By comparison, Solution BI instead requires the technical assistance from IT experts. A lot of core algorithms are even proposed by the technical experts, such as the modeling procedure of Qlikview. In the process of implementation, the IT experts usually play the role of constructing the underlying infrastructure on which the business experts will carry out their work. As we know, a solid foundation determines the lifecycle of the superstructure of a building. Therefore, the infrastructure laid by the IT experts will have great impact on the computation procedure of business experts. The ultimate computation results may easily deviate from the computational goal. Every business expert may ever hear these words: No way. You cannot drill like this because we did not consider this in designing; No. The desired data is hard to obtain through SQL and please consider to choose other data; No. we need stored procedure to achieve this, and we will have to discuss it with the DBA and IT manager; No. The cost is too high for IT department spending a few months on it. We need to change the computational goal.

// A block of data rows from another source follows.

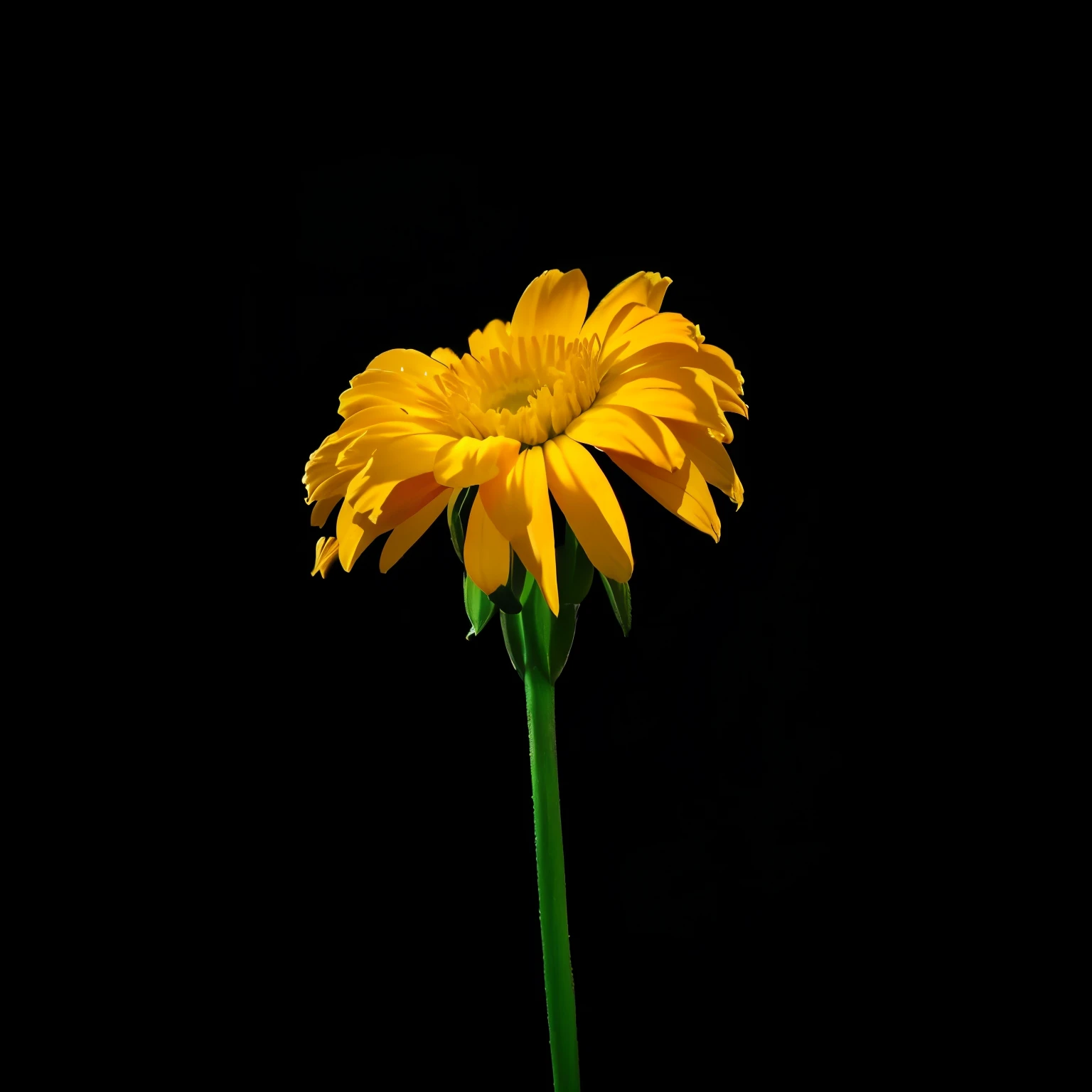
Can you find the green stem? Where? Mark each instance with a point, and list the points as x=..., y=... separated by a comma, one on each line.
x=550, y=856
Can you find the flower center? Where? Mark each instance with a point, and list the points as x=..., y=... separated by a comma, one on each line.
x=529, y=389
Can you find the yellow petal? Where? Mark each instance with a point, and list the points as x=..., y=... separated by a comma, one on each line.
x=332, y=486
x=485, y=550
x=483, y=342
x=326, y=550
x=668, y=392
x=405, y=362
x=353, y=539
x=471, y=462
x=405, y=456
x=321, y=511
x=665, y=328
x=552, y=304
x=721, y=366
x=646, y=289
x=444, y=356
x=405, y=499
x=407, y=532
x=365, y=444
x=710, y=458
x=584, y=496
x=682, y=491
x=629, y=432
x=518, y=503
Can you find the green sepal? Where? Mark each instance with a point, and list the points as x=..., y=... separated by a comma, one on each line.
x=619, y=593
x=534, y=638
x=459, y=513
x=480, y=609
x=509, y=595
x=574, y=570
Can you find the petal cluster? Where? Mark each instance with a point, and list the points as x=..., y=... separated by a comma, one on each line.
x=513, y=416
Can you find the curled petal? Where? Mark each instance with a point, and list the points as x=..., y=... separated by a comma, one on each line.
x=409, y=531
x=584, y=496
x=709, y=456
x=469, y=462
x=682, y=491
x=353, y=537
x=321, y=511
x=485, y=550
x=552, y=304
x=645, y=289
x=326, y=550
x=518, y=503
x=629, y=432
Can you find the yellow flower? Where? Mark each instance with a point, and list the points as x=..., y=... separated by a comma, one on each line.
x=513, y=415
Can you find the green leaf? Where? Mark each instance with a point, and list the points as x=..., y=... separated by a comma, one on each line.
x=509, y=595
x=480, y=609
x=619, y=593
x=458, y=515
x=574, y=569
x=535, y=637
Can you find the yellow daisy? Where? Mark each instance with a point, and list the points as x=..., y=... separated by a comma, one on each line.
x=513, y=417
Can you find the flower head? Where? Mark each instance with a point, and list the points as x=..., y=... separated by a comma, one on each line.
x=513, y=417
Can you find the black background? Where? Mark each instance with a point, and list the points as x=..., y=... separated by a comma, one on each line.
x=377, y=856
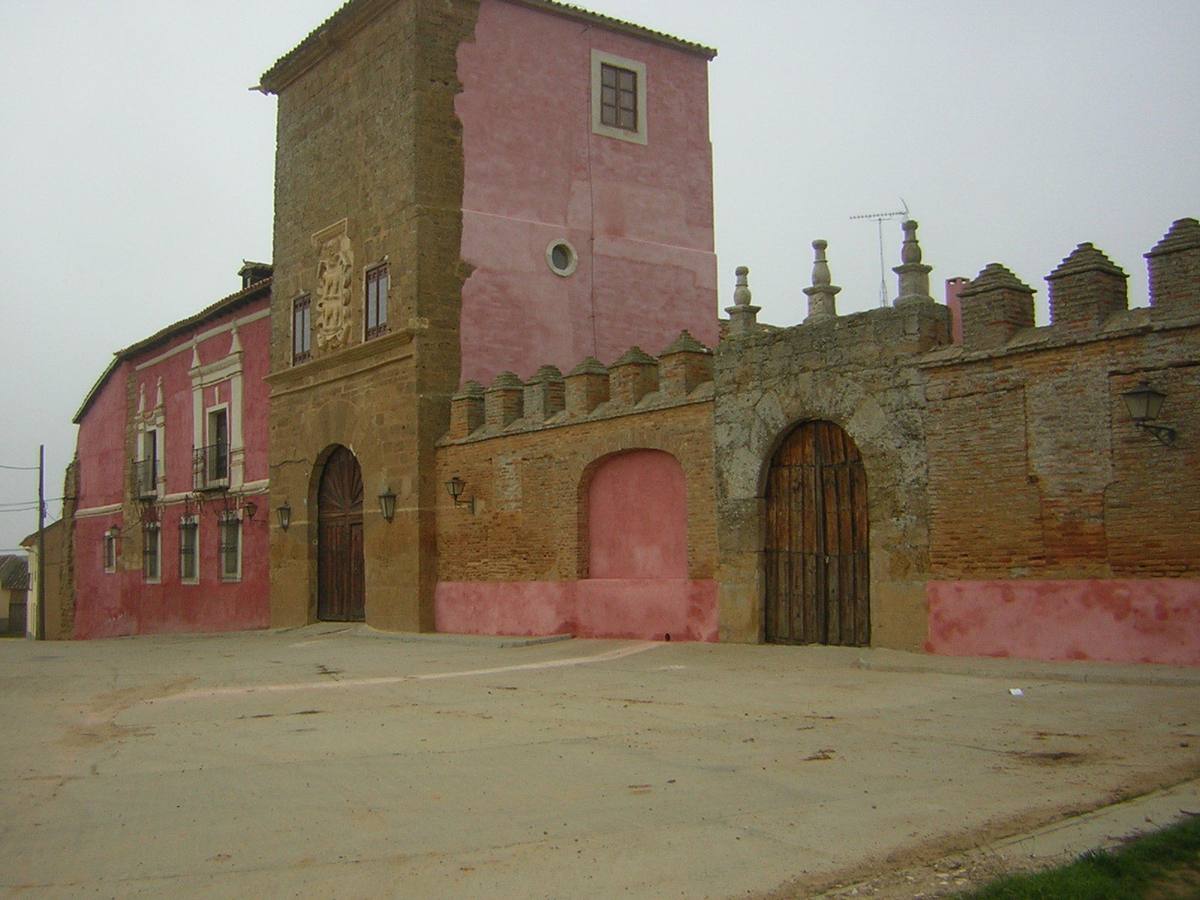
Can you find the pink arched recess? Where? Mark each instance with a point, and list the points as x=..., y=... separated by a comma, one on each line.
x=637, y=555
x=637, y=517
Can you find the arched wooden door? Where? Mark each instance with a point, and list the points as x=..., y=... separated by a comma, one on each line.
x=340, y=595
x=817, y=551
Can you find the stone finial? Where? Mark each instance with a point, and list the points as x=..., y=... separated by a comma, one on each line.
x=912, y=274
x=1085, y=258
x=995, y=276
x=743, y=316
x=684, y=343
x=1174, y=268
x=1085, y=289
x=591, y=366
x=1183, y=234
x=504, y=401
x=634, y=376
x=545, y=394
x=822, y=292
x=742, y=286
x=995, y=306
x=587, y=387
x=684, y=365
x=466, y=411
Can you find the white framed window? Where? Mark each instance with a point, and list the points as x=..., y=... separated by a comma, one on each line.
x=211, y=467
x=190, y=550
x=151, y=552
x=229, y=550
x=618, y=97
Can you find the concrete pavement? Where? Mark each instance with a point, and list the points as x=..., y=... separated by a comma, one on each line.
x=336, y=762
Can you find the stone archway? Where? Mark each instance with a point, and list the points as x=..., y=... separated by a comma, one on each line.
x=340, y=562
x=816, y=540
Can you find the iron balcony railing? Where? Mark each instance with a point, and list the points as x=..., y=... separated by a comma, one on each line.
x=145, y=478
x=210, y=467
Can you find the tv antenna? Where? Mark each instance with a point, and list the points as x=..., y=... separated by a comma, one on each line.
x=880, y=219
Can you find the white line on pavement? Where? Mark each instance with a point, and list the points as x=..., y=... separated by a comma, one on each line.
x=606, y=657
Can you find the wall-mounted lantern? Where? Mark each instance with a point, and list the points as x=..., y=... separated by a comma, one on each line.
x=283, y=513
x=455, y=487
x=388, y=504
x=1144, y=405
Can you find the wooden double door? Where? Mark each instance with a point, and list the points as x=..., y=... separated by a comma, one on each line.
x=816, y=544
x=340, y=565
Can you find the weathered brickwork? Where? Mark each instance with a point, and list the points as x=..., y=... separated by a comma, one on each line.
x=1009, y=455
x=858, y=372
x=1037, y=471
x=528, y=475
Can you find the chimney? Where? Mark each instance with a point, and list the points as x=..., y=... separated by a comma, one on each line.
x=1174, y=267
x=953, y=288
x=253, y=273
x=995, y=306
x=1085, y=289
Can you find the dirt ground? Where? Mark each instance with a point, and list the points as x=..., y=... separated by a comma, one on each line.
x=340, y=762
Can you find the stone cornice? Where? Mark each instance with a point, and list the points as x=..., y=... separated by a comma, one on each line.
x=354, y=360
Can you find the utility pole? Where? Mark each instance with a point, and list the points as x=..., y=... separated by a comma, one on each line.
x=41, y=544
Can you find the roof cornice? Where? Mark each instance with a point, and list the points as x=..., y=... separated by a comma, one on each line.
x=352, y=16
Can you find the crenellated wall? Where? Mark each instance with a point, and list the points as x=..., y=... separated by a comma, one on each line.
x=551, y=471
x=1002, y=469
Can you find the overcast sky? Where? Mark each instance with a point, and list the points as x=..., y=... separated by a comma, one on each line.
x=137, y=168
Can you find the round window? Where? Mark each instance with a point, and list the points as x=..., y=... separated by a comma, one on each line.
x=562, y=258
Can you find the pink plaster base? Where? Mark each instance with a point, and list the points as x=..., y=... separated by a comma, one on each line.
x=647, y=609
x=1116, y=621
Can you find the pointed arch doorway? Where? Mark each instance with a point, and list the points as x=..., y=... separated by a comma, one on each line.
x=340, y=567
x=817, y=553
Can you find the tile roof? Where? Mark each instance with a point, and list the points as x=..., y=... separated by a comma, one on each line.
x=289, y=64
x=221, y=306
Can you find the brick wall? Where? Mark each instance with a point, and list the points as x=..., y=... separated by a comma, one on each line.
x=528, y=475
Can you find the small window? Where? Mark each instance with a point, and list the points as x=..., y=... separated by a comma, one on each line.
x=562, y=258
x=189, y=551
x=618, y=97
x=229, y=552
x=111, y=550
x=377, y=301
x=151, y=547
x=301, y=330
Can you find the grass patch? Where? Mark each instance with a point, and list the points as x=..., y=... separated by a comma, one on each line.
x=1163, y=864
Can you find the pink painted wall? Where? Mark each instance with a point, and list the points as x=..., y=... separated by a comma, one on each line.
x=637, y=543
x=637, y=517
x=646, y=609
x=112, y=604
x=1116, y=621
x=641, y=217
x=101, y=444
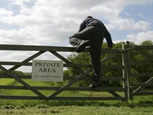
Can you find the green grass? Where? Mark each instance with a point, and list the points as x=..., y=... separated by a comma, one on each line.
x=75, y=110
x=4, y=81
x=141, y=105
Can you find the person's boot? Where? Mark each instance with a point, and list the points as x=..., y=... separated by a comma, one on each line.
x=96, y=83
x=82, y=45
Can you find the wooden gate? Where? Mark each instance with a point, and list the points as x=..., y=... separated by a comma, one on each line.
x=49, y=92
x=140, y=70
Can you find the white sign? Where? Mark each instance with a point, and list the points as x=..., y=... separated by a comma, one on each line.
x=47, y=70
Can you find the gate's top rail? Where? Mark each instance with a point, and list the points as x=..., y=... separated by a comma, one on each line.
x=48, y=48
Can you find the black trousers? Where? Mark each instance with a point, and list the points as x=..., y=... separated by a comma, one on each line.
x=94, y=35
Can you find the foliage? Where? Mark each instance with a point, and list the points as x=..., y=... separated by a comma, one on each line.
x=84, y=58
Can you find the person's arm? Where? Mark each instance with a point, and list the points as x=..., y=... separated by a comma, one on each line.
x=82, y=26
x=108, y=37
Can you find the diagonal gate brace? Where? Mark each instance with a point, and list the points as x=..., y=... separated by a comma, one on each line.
x=7, y=72
x=69, y=84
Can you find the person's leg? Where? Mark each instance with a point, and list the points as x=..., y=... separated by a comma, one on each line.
x=95, y=53
x=84, y=36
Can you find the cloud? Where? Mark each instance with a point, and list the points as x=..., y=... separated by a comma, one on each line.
x=140, y=37
x=53, y=21
x=4, y=12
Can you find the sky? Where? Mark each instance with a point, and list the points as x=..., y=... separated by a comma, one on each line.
x=51, y=22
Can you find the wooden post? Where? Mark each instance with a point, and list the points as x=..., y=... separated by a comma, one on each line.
x=125, y=72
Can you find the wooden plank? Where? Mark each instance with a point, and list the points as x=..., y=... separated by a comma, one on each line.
x=143, y=47
x=99, y=89
x=20, y=97
x=22, y=82
x=48, y=48
x=141, y=84
x=149, y=57
x=61, y=98
x=143, y=93
x=35, y=48
x=112, y=79
x=69, y=84
x=143, y=74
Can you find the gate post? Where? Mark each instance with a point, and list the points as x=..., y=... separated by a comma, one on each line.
x=125, y=71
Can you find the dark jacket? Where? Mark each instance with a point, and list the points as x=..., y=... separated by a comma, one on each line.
x=95, y=22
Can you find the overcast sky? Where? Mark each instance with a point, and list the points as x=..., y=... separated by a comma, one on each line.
x=51, y=22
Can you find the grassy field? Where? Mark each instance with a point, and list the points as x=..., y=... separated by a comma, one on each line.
x=77, y=110
x=142, y=105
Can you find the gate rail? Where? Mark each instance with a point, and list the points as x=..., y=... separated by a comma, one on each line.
x=125, y=92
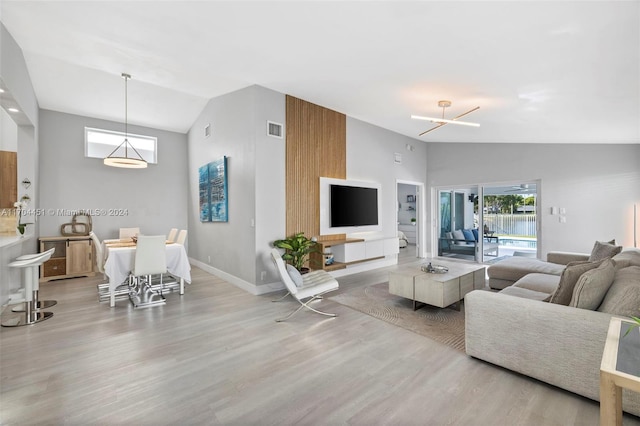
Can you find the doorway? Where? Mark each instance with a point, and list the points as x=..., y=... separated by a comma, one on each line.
x=410, y=216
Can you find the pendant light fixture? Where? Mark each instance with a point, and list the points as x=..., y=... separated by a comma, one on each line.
x=113, y=159
x=441, y=121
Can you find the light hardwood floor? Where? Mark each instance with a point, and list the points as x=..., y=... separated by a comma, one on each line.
x=216, y=356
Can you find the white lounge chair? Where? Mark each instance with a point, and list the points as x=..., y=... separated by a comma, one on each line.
x=309, y=286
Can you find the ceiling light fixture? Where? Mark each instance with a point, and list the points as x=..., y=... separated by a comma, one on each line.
x=126, y=161
x=442, y=121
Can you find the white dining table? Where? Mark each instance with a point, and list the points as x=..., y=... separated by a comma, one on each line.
x=120, y=260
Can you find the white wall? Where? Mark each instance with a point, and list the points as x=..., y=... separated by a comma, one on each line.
x=596, y=184
x=15, y=76
x=371, y=157
x=404, y=213
x=8, y=132
x=155, y=198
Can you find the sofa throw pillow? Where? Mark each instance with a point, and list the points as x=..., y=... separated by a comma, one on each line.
x=604, y=250
x=468, y=235
x=458, y=235
x=593, y=285
x=623, y=297
x=295, y=275
x=568, y=280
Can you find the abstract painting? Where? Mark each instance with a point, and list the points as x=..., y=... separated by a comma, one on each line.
x=212, y=179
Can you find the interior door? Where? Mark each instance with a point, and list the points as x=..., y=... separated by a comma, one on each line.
x=458, y=208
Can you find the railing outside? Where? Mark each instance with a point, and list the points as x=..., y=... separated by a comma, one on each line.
x=522, y=225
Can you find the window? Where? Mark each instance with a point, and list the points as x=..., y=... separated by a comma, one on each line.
x=99, y=143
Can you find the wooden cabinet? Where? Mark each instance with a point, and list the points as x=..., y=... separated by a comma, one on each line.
x=73, y=257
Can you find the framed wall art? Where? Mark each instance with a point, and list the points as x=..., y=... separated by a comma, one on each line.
x=213, y=191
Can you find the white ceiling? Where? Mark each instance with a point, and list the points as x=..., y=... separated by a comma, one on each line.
x=541, y=71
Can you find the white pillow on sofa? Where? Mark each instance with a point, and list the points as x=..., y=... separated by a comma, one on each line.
x=459, y=235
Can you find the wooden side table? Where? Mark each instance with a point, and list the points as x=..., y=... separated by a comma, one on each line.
x=620, y=368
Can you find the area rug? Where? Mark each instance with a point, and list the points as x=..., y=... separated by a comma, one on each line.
x=442, y=325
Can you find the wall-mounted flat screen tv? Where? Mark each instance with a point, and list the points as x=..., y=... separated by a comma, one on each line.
x=353, y=206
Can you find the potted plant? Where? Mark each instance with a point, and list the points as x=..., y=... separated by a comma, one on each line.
x=297, y=249
x=20, y=206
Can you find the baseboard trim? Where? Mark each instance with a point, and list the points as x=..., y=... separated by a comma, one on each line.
x=256, y=290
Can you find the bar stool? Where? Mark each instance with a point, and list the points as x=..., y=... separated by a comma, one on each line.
x=30, y=265
x=38, y=304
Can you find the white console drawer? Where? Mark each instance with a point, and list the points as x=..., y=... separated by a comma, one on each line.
x=352, y=252
x=374, y=248
x=391, y=246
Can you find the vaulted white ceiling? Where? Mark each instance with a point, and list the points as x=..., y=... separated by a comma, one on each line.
x=541, y=71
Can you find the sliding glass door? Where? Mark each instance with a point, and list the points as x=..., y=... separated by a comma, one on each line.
x=502, y=218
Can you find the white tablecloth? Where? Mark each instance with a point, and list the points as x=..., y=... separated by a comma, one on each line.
x=120, y=261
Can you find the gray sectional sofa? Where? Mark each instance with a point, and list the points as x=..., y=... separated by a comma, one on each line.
x=519, y=329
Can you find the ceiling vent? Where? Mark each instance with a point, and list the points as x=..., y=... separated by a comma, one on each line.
x=274, y=129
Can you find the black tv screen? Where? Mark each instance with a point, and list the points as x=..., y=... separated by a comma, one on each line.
x=353, y=206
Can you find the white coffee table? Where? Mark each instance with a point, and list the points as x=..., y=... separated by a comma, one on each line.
x=434, y=289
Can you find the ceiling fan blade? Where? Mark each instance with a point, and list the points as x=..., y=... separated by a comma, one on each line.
x=465, y=113
x=433, y=128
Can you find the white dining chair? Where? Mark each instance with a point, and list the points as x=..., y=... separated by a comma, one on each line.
x=182, y=237
x=129, y=232
x=122, y=291
x=150, y=259
x=172, y=235
x=97, y=246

Of course, the high technical requirement is not always a bad thing. For the BI work of relatively huge data volume and clear standard like reporting, the high technical requirement and cooperation based on division of work usually leads to the high quality of output. That is to say, the report is more refined, the algorithm is more efficient, and the model is more complete, just to name a few.

Target Users

According to the above analysis, we can conclude the most suitable user groups for these two types of BI software.

Data computing oriented vs. Data management and presentation oriented: Users of Desktop BI software all focus on the data computing, such as the Microsoft Excel, Raqsoft ES series, RStudio. These types of users usually have to perform the complex procession on data to get a certain valuable computational results. For example, find the product whose sales value has ever been rising for 3 consecutive months. Users of Solution BI are usually data management and presentation oriented. For example, use Dashboard to present the performances of major departments dynamically.

Business-oriented vs. Technology-oriented: Users of Desktop BI are mostly business-oriented. For example, the accountants, account manager for banking, business analyst, and stock analyst. Users of Solution BI are mostly technology-oriented, for example, the report designer, enterprise portal designer, and data warehouse administer. Of course, such division is not always clear, for example, the stock analyst may very likely the expert in both mathematics and finances.The report designers not only understand the reporting scripts, but also have in-depth knowledge in business.

Temporary and sudden demand vs. Daily routine requirement: Users of Desktop BI usually have to confront to the temporary and sudden requirements. Such requirements are often in short of the existing and ready model to use. Instead, it depends on the concrete analysis according to the specific factors at that point. For example: find the main reason for the sharp increase of complaints in last week. Or, of the clients accounting for the top 50% of the sales values, find the ones whose ranks of this year rise again. By comparison, the results of Solution BI are mostly typical and daily common ones. For example, the monthly balance sheet and cash flow report. Or, the 3 dimensions of client, network of dealers, and product, and the 2 metrics of sales value and sales volume for OLAP analysis.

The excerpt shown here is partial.